| Oracle® Retail Merchandising Security Guide Release 16.0 E76966-03 |
|
 Previous |
 Next |
The following sections provide application specific guidance for securing data for use with the Oracle Retail Invoice Matching application.
Quite often application users need to have access to a subset of locations within the Location Hierarchy. Retailers can assign a sub-tree of a location hierarchy to the application user group. Application users will have access only to the data (documents, discrepancies, etc.) associated with the locations that are assigned to the user's group. Data security is defined with the principle that the user just cannot act upon inaccessible data, but also cannot see that inaccessible data.
For example, if the application user User1 belongs to the group Group1 and the group has Store1, Store2, and Warehouse1 assigned to it, then the application user can see and act upon the documents related to those locations only. Document1 for Store1 can be found. Document2 for Store3 cannot even be found. Store3 also will not be listed anywhere in the location lists, LOVs, etc. when viewed by user User1. Another application user User2 that has access to the Store3 will be able to access and act on that document.
To assign the set of locations to the application user group, retailers would need to use standard Merchandising System mechanisms for data security.

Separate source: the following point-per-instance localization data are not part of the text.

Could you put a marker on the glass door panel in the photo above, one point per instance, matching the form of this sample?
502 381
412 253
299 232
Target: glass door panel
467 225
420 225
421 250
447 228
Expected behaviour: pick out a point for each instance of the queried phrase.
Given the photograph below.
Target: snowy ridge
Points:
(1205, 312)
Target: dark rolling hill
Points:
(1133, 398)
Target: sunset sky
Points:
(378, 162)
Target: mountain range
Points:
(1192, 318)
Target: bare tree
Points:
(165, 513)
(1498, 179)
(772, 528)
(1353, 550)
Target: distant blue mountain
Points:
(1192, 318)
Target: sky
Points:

Assignment of stores can be done at:
Chain
Area
Region
District
Organizational Unit
To define store level security, the FILTER_GROUP_ORG table needs to be populated with a record associating the user's security group ID (from SEC_USER_GROUP) with the FILTER_ORG_LEVEL representing the location hierarchy level and FILTER_ORG_ID representing ID at that level. For example, to allow the user from the secure group 1 access to the stores in the district 123, a record would be created in FILTER_GROUP_ORG with '1', 'D', '123'.
Assignment of warehouses can be done at:
Warehouse
Organizational Unit
To define warehouse level security, FILTER_GROUP_ORG table needs to be populated with a record associating the user's security group ID (from SEC_USER_GROUP) with the FILTER_ORG_LEVEL representing the location hierarchy level and FILTER_ORG_ID representing ID at that level. For example, to allow the user from the secure group 1 access to the warehouse 123, a record would be created in FILTER_GROUP_ORG with '1', 'W', '123'.